Outreach worker Emanuela Cebert (right) talks to Papilon Ferreiras about health insurance outside a rap concert.
Connecticut's health exchange sent outreach workers to the Milford Oyster Festival to get people to sign up for health insurance.
All across Connecticut, you can see billboards and TV ads, hear radio spots and get pamphlets about how to get insurance under the new health care law starting Oct. 1.
But the state is also using less traditional, and more expensive, ways to get the word out.
At state beaches this summer, outreach workers handed out tubes of sunscreen that said, "Get Covered." The state is opening up Apple-like storefronts. And outreach workers have fanned across the state to talk with people attending fairs and shows, like the America's Most Wanted rap concert featuring superstars Lil Wayne and T.I.
Papilon Ferreiras, 21, was at the concert. He says he works about 35 hours a week at Taco Bell and would like health insurance.
"Who wouldn't? Who wouldn't like health insurance?" he says.
This is where Emanuela Cebert, an outreach worker, sees an opening. She walks up to Ferreiras, tablet computer in hand.
"If I had a way for you to get more affordable health insurance or health insurance in general, would you want to learn more about it?" she asks.
"I'll look into it. Not today. But I'll look into it," Ferreiras answers.
So Cebert tells him she can get his information and contact him in October, when Connecticut's marketplace starts selling insurance under the Affordable Care Act.
The state has a lot riding on how Ferreiras and others respond.
"This is the biggest expansion of health insurance in 50 years," says Kevin Counihan, executive director of Access Health CT, the state's health care exchange. He's got $15 million in federal money to spend on marketing.
"It's pretty hard to communicate effectively without investing some," he says. "We invested in a lot of other programs in order to promote them."
The outreach is heating up now, even though people can't officially sign up until October. Coverage begins in January.
Connecticut is one of 16 states and the District of Columbia setting up their own health insurance marketplaces. Under the Affordable Care Act, they get access to federal marketing money.

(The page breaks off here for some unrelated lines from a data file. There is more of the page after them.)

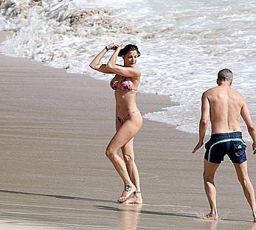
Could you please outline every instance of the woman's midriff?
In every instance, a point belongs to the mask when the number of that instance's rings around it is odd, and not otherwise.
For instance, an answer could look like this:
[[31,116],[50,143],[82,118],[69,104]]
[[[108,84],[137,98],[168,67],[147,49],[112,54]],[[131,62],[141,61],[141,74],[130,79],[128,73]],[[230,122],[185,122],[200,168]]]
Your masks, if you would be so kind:
[[115,92],[116,114],[118,116],[125,117],[128,114],[139,110],[136,104],[136,94],[127,92],[120,94]]

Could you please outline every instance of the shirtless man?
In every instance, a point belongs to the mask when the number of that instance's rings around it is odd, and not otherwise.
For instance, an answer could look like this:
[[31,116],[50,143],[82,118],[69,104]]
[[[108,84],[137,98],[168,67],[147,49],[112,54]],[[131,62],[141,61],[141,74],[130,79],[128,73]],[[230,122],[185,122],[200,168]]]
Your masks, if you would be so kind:
[[253,154],[256,154],[256,129],[243,96],[230,88],[232,79],[233,75],[229,69],[222,69],[218,74],[218,86],[204,92],[201,97],[199,140],[192,153],[196,153],[204,144],[210,115],[212,135],[205,144],[204,182],[210,212],[206,217],[218,220],[214,175],[224,156],[227,154],[234,164],[239,182],[252,209],[254,222],[256,222],[255,191],[247,172],[246,145],[242,139],[238,122],[240,114],[252,139]]

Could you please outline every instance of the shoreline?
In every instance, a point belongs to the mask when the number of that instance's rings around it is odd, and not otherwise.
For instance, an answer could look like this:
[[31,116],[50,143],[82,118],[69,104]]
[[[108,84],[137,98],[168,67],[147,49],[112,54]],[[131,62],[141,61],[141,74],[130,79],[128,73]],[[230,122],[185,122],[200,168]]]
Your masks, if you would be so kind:
[[[23,58],[1,54],[0,63],[1,220],[61,229],[215,229],[198,218],[208,204],[204,150],[190,153],[197,134],[144,119],[134,150],[145,203],[117,204],[122,181],[104,154],[114,133],[108,83]],[[143,114],[161,110],[171,105],[167,97],[139,94],[138,107]],[[223,164],[220,172],[224,220],[218,225],[248,229],[251,215],[243,192],[229,183],[237,180],[233,169]]]

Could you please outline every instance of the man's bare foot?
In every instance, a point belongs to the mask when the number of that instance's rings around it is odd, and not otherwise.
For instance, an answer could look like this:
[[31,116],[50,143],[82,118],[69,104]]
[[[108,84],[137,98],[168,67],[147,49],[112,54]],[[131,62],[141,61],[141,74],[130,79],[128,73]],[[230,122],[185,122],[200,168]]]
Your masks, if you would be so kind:
[[134,195],[127,199],[125,202],[123,203],[125,204],[129,204],[129,203],[136,203],[136,204],[142,204],[142,194],[139,191],[136,191],[134,192]]
[[212,212],[209,212],[203,217],[203,219],[207,219],[210,220],[218,220],[218,214],[213,214]]
[[134,185],[126,184],[125,189],[122,192],[121,196],[119,198],[118,203],[124,203],[127,201],[129,196],[136,191],[136,187]]

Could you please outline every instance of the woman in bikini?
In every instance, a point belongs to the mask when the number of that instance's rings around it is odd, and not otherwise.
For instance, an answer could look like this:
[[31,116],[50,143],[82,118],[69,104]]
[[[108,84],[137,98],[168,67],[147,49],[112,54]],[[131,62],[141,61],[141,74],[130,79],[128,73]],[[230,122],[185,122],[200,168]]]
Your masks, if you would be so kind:
[[[114,50],[107,64],[101,59],[108,50]],[[123,66],[117,64],[117,58],[123,59]],[[110,141],[105,154],[124,183],[119,203],[142,203],[139,176],[134,161],[134,139],[142,125],[142,116],[136,104],[140,72],[135,68],[140,53],[136,46],[112,43],[105,46],[91,61],[90,67],[105,74],[114,74],[110,86],[116,100],[116,133]],[[124,161],[118,155],[121,149]]]

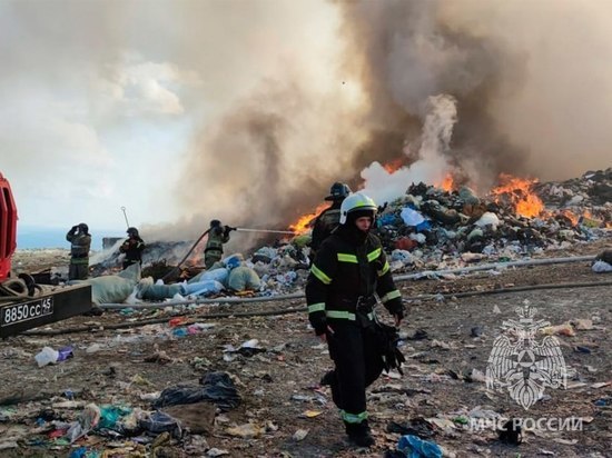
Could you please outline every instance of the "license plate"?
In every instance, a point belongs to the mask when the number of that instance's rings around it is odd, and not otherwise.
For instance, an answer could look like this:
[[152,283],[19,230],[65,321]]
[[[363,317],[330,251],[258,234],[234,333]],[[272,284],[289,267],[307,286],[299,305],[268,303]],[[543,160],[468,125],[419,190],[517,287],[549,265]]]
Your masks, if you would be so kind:
[[26,303],[3,307],[0,326],[11,326],[17,322],[33,320],[47,315],[53,315],[53,297],[46,297]]

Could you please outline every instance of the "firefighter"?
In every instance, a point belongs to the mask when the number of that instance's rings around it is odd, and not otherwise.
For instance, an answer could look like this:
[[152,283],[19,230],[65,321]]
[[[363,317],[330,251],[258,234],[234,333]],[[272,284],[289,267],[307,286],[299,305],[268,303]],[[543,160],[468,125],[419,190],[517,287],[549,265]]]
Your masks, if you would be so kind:
[[91,247],[89,227],[85,222],[72,226],[66,235],[66,240],[70,242],[68,279],[85,280],[89,276],[89,248]]
[[210,269],[215,262],[221,260],[224,256],[224,243],[229,241],[229,232],[236,230],[229,226],[221,226],[221,221],[214,219],[208,229],[208,241],[204,249],[204,265]]
[[145,250],[145,241],[140,238],[138,229],[128,228],[127,233],[128,239],[119,247],[119,251],[126,255],[124,270],[135,263],[142,266],[142,251]]
[[340,206],[346,196],[351,193],[348,185],[335,182],[329,189],[329,196],[325,200],[332,201],[332,205],[323,210],[313,227],[313,240],[310,241],[310,259],[315,258],[315,253],[320,247],[323,240],[325,240],[334,229],[340,222]]
[[306,283],[310,325],[327,341],[335,364],[322,384],[330,385],[348,439],[359,447],[374,445],[365,390],[384,368],[374,320],[376,296],[395,326],[404,317],[381,240],[369,232],[376,209],[362,192],[343,201],[339,226],[323,241]]

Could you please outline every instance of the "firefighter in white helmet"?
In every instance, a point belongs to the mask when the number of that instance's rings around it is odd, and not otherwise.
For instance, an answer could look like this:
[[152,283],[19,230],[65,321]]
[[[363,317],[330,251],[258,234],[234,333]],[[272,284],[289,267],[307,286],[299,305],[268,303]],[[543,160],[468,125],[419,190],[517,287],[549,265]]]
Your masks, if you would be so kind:
[[367,422],[366,387],[382,374],[374,307],[377,298],[399,326],[404,307],[381,240],[369,232],[377,206],[362,192],[340,207],[340,225],[323,241],[306,285],[308,318],[327,341],[335,369],[324,377],[340,409],[349,440],[374,445]]

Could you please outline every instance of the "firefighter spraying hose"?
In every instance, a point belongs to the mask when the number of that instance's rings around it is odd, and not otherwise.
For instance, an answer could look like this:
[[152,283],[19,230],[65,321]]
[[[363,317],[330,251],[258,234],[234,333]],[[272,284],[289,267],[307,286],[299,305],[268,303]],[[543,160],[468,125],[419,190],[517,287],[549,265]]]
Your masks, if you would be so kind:
[[[208,233],[211,231],[211,230],[215,230],[216,228],[221,228],[220,226],[220,221],[218,220],[213,220],[210,221],[210,227],[201,235],[199,236],[199,238],[195,241],[195,243],[191,246],[191,248],[189,248],[189,251],[187,251],[187,253],[182,257],[182,259],[176,265],[176,267],[174,267],[168,273],[166,273],[161,280],[165,281],[167,278],[171,277],[172,275],[175,275],[179,269],[180,269],[180,266],[182,266],[182,263],[189,258],[189,256],[191,255],[191,252],[196,249],[196,247],[199,245],[199,242],[206,237],[208,236]],[[227,237],[229,238],[229,232],[231,232],[233,230],[237,231],[237,232],[260,232],[260,233],[284,233],[284,235],[290,235],[290,236],[295,236],[296,232],[294,231],[290,231],[290,230],[277,230],[277,229],[254,229],[254,228],[235,228],[235,227],[231,227],[231,226],[225,226],[223,227],[223,231],[224,231],[224,237]],[[227,241],[227,240],[226,240]],[[224,241],[221,240],[220,242],[218,243],[224,243]],[[208,243],[209,245],[209,243]],[[207,245],[207,250],[210,250],[210,247]],[[219,247],[217,247],[217,243],[213,246],[213,249],[216,249],[218,250],[220,248],[220,245]],[[206,250],[205,250],[206,251]],[[223,250],[220,251],[223,253]],[[220,258],[219,258],[220,259]],[[209,266],[207,266],[208,268]]]

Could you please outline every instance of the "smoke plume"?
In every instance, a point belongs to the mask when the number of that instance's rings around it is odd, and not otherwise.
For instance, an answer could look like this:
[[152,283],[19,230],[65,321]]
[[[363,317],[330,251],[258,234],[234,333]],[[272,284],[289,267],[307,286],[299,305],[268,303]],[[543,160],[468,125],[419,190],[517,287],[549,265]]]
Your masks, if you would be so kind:
[[610,166],[611,18],[575,0],[7,0],[2,172],[23,222],[121,226],[126,206],[170,238],[284,229],[334,181],[386,199],[445,171],[481,191],[502,171],[566,179]]

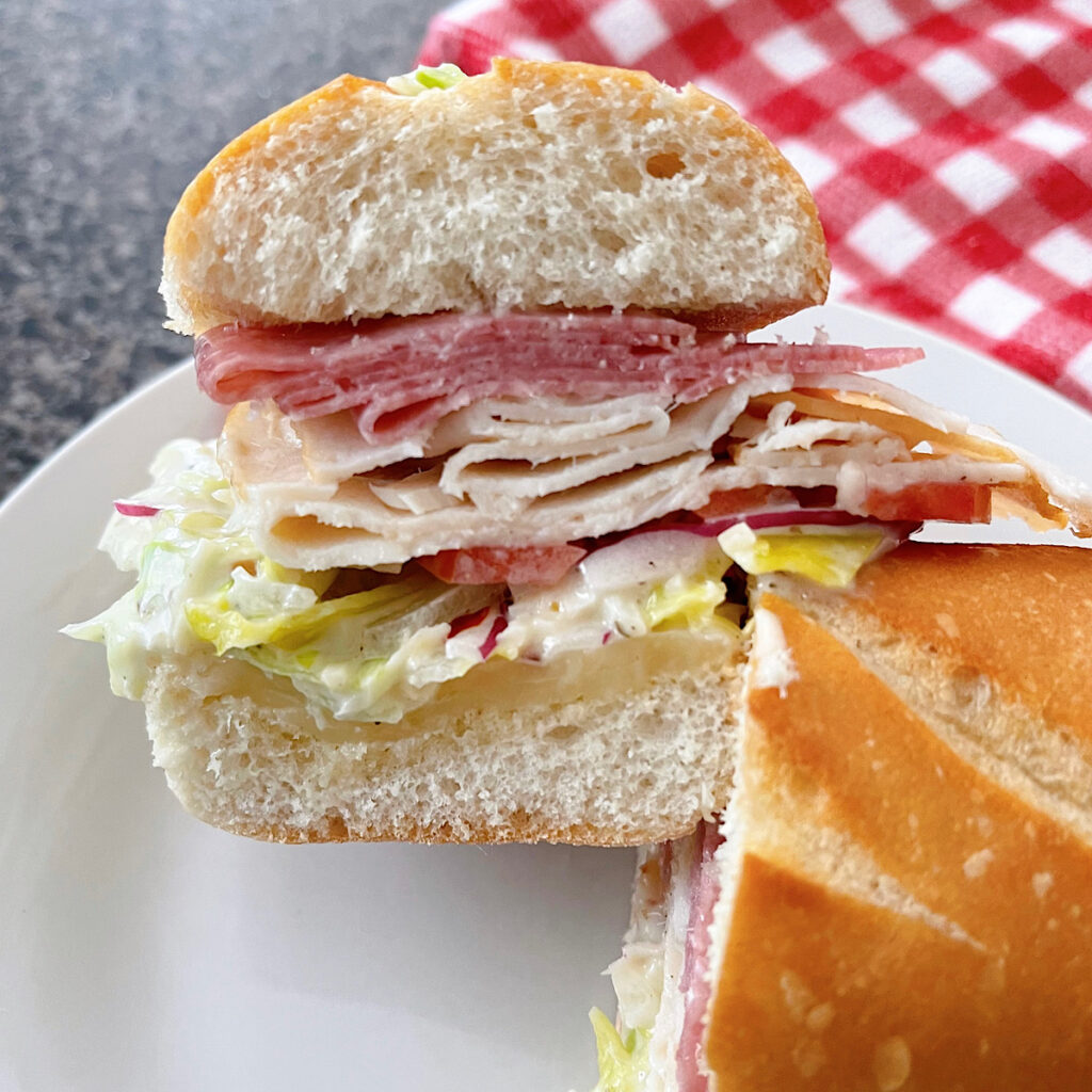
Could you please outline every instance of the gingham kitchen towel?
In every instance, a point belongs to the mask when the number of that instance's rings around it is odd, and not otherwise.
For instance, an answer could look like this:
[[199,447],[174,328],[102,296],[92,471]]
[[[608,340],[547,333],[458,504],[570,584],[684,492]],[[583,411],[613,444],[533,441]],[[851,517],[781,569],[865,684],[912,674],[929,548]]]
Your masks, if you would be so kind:
[[1092,0],[468,0],[420,60],[498,55],[732,103],[815,193],[832,299],[1092,407]]

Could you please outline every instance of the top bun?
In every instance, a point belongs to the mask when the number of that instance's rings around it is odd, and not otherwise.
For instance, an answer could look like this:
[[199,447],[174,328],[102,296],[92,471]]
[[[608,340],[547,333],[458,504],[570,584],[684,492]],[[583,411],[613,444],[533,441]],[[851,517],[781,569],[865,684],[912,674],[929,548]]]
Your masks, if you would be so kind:
[[169,325],[536,307],[752,330],[826,298],[815,202],[729,106],[498,59],[400,95],[343,75],[237,138],[167,226]]

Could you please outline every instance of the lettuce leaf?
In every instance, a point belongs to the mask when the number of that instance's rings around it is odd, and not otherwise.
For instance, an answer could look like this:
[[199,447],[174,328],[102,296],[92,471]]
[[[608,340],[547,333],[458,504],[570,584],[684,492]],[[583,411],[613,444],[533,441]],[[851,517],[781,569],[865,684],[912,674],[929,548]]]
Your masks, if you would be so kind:
[[443,63],[436,68],[418,64],[413,72],[406,72],[405,75],[392,75],[387,81],[387,86],[399,95],[412,97],[423,91],[447,91],[466,78],[466,73],[458,64]]
[[746,523],[737,523],[717,536],[721,549],[751,575],[792,572],[828,587],[846,587],[888,541],[881,529],[870,526],[752,531]]
[[593,1092],[641,1092],[649,1072],[651,1032],[638,1029],[624,1040],[602,1009],[592,1009],[587,1018],[600,1060],[600,1081]]

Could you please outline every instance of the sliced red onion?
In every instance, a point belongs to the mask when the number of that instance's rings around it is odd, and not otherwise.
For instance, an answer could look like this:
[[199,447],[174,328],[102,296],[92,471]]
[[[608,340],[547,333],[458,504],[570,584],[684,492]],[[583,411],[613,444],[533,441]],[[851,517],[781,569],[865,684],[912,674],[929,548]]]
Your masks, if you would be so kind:
[[163,511],[163,509],[153,508],[151,505],[134,505],[129,500],[116,500],[114,509],[119,515],[158,515]]
[[448,629],[448,640],[458,637],[463,630],[480,626],[491,609],[491,607],[482,607],[479,610],[472,610],[468,615],[460,615]]
[[489,654],[497,648],[498,638],[506,629],[508,629],[508,615],[507,612],[502,612],[494,619],[492,626],[489,629],[489,636],[482,642],[482,646],[478,650],[482,653],[483,660],[489,658]]

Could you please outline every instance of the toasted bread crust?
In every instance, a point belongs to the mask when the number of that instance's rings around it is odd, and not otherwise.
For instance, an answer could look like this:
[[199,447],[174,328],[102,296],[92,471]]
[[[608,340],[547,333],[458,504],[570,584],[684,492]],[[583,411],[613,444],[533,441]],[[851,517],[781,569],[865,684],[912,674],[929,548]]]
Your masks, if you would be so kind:
[[[975,582],[994,609],[1001,589],[1034,597],[1031,562],[1055,575],[1092,565],[1038,553],[915,548],[878,565],[844,609],[879,603],[911,634],[936,637],[911,590],[949,609],[965,593],[973,616]],[[938,734],[807,608],[759,603],[793,678],[746,699],[743,865],[707,1043],[715,1088],[1085,1088],[1088,823],[1020,770],[983,765],[973,745]],[[1060,651],[1072,637],[1038,641]],[[989,658],[984,640],[970,645]]]
[[[642,124],[651,124],[663,134],[657,139],[666,141],[668,149],[663,167],[649,167],[660,181],[654,178],[650,185],[637,176],[627,176],[619,183],[626,192],[619,191],[613,204],[600,202],[594,212],[585,207],[579,188],[575,195],[558,191],[547,200],[559,176],[577,170],[592,173],[596,165],[585,152],[578,154],[575,145],[567,143],[568,135],[562,140],[543,133],[537,144],[529,145],[527,124],[536,128],[534,110],[539,108],[560,111],[565,126],[571,119],[574,126],[598,127],[604,152],[612,132],[619,127],[629,127],[639,135]],[[462,203],[462,182],[453,179],[463,177],[455,167],[461,169],[465,150],[460,141],[468,138],[468,124],[474,127],[474,140],[488,142],[488,155],[478,156],[474,169],[488,170],[494,161],[511,156],[517,171],[511,177],[520,171],[539,175],[542,206],[549,223],[526,226],[533,218],[526,193],[520,188],[522,183],[506,181],[509,176],[503,173],[498,176],[500,181],[490,185],[496,188],[498,201],[511,205],[512,222],[521,222],[520,234],[513,235],[511,242],[503,241],[508,238],[505,233],[514,229],[503,215],[498,219],[492,212],[483,212],[476,199]],[[428,134],[429,127],[436,126],[447,130],[444,139],[451,147],[447,156],[437,154],[435,133]],[[513,134],[511,149],[506,146],[506,131]],[[514,141],[514,135],[520,140]],[[418,142],[420,154],[428,156],[427,165],[414,158]],[[562,144],[565,150],[559,152]],[[584,144],[579,146],[583,149]],[[723,162],[714,168],[721,147]],[[331,171],[331,177],[336,176],[333,181],[323,176],[323,181],[310,190],[306,178],[300,181],[317,164],[329,163],[331,156],[342,152],[346,156],[345,169]],[[684,179],[672,181],[670,176],[681,169],[678,165],[685,163],[686,156],[708,166],[691,164],[682,170]],[[632,167],[621,165],[632,173]],[[468,238],[474,238],[475,233],[491,233],[501,242],[500,249],[517,246],[531,251],[541,249],[543,253],[559,245],[562,249],[574,247],[571,260],[555,263],[549,273],[555,278],[561,275],[563,283],[551,287],[549,280],[537,276],[541,256],[537,262],[532,259],[513,266],[510,259],[498,264],[495,256],[485,259],[465,253],[466,240],[458,230],[452,234],[442,206],[427,203],[427,186],[425,191],[406,190],[405,177],[416,177],[422,169],[441,188],[448,188],[451,197],[447,215],[452,209],[460,211],[460,217],[467,223]],[[366,179],[358,177],[361,171]],[[709,173],[717,177],[705,177]],[[678,187],[687,175],[691,176],[687,181],[690,188],[684,198]],[[721,175],[725,180],[731,175],[737,181],[728,186],[720,180]],[[348,178],[352,181],[346,181]],[[763,197],[739,207],[719,210],[723,201],[750,202],[747,194],[756,180],[761,182]],[[346,212],[331,221],[324,217],[335,191],[324,189],[327,186],[357,186],[369,195],[354,195]],[[632,186],[638,186],[640,192]],[[713,271],[722,257],[717,248],[723,249],[723,240],[711,239],[708,252],[684,258],[675,252],[681,237],[668,234],[664,223],[658,224],[656,238],[648,224],[639,228],[636,221],[627,219],[632,219],[633,207],[648,205],[642,213],[646,221],[645,214],[652,214],[658,207],[655,202],[664,193],[674,192],[673,187],[678,197],[664,205],[664,215],[670,217],[692,216],[695,210],[698,215],[709,212],[714,218],[722,211],[728,217],[739,213],[759,215],[771,201],[778,205],[776,226],[771,221],[765,227],[756,224],[749,228],[759,235],[784,237],[781,241],[772,237],[761,240],[761,247],[768,250],[783,246],[782,256],[768,263],[771,269],[761,271],[759,280],[769,281],[765,287],[751,290],[752,286],[745,286],[746,298],[734,298],[727,292],[732,277]],[[290,202],[281,200],[287,189],[297,193]],[[376,189],[400,192],[388,200],[385,193],[372,193]],[[733,195],[725,197],[729,190]],[[236,199],[238,207],[233,204]],[[427,237],[427,247],[422,244],[420,253],[410,256],[399,271],[383,269],[392,257],[389,248],[395,245],[395,237],[387,227],[360,218],[361,210],[367,213],[376,201],[380,202],[376,207],[383,209],[384,222],[405,217],[410,223],[419,223]],[[263,202],[273,211],[266,210]],[[263,211],[251,217],[258,205]],[[485,217],[480,224],[479,214]],[[559,233],[562,226],[565,230]],[[677,233],[678,224],[673,230]],[[288,246],[288,234],[297,237],[292,244],[296,248],[293,252],[299,251],[295,264],[263,264],[264,259],[259,257],[263,248]],[[697,236],[703,234],[698,232]],[[301,235],[305,241],[298,241]],[[397,236],[397,245],[406,238],[412,236]],[[758,246],[758,240],[751,241]],[[591,268],[586,263],[582,268],[578,242],[593,259]],[[415,246],[412,241],[405,245]],[[340,287],[324,295],[307,295],[292,284],[275,284],[282,277],[290,282],[308,275],[305,251],[312,246],[318,268],[329,269],[331,282]],[[621,247],[618,261],[603,246]],[[616,275],[622,259],[628,272]],[[675,278],[687,283],[668,287],[667,282],[657,280],[656,266],[665,261],[673,265]],[[646,270],[636,270],[634,262]],[[506,270],[510,274],[508,283],[503,283]],[[313,274],[313,269],[310,272]],[[413,283],[406,284],[407,280]],[[687,312],[698,321],[708,314],[705,325],[739,330],[755,329],[821,302],[828,280],[829,261],[811,195],[787,161],[731,107],[690,85],[680,93],[672,92],[642,72],[498,59],[484,75],[416,98],[393,94],[384,84],[342,75],[247,130],[215,156],[182,194],[167,227],[163,290],[171,323],[183,332],[200,332],[235,320],[321,322],[382,313],[555,304],[574,308],[660,308]]]

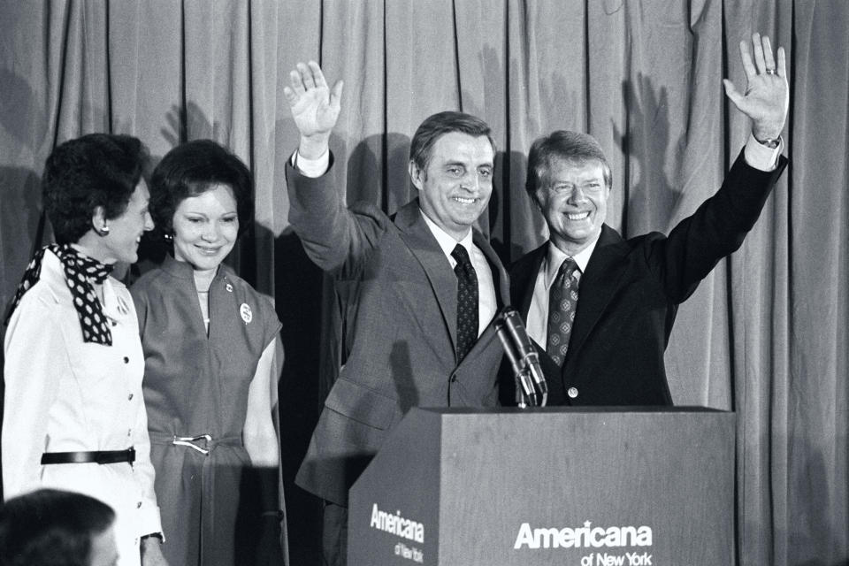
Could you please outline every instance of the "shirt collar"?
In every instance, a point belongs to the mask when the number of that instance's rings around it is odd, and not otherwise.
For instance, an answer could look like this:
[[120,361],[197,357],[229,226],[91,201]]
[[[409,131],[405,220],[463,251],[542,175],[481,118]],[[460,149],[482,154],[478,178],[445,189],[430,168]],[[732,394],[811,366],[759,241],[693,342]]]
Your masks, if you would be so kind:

The outreach work isn't easy. People often people walk right by Cebert and her colleagues. But if the health care expansion is going to survive, successful outreach is important.
"We're gonna be at Miranda Lambert and Dierks Bentley," Counihan says. "We're going to be at the Rockstar Energy Drink Uproar Festival. We're going to be at John Mayer and Phillip Phillips."
It's about more than raw numbers. It's about the particulars of who signs up. "It has to be broad and comprehensive," he continues. "If we narrowed this, say, to the Hartford Pops Festival, or the Hartford Jazz Festival, we will get a slim demographic which doesn't adequately reflect our state."
A few weeks later, Counihan's workers were at the Milford Oyster Festival and its shucking competition. The goal was to reach an older, more suburban crowd.
Robert Harrington was there. He says he could get health insurance through his job, but he doesn't. It's too expensive, and he makes a calculation.
"At $100 a week. You know, do I pay health insurance [or] do my kids eat?" he asks.
Now, he doesn't have much of a choice. He doesn't like President Obama, and he doesn't like Obamacare. But he doesn't want to be penalized for being uninsured.
"You know, I got to do what I got to do. I don't want to get fined. 'Cause it's a tax!" he says.
And then there's Gary Mott. He's a bathtub refinisher with insurance, but he worries about the $10,000 deductible for his and his wife's policy.
"For both of us altogether it's about $450 so we're good right now, as far as premiums go," he says. "But that deductible, if one or both of us gets sick we're in trouble. That's how people end up losing their homes and such."
So Mott could be one of the people who finds an option in Connecticut's marketplace. Exchange head Counihan says he's hoping to enroll about 100,000 people in the first year alone.
This piece is part of a collaboration among NPR, WNPR and Kaiser Health News.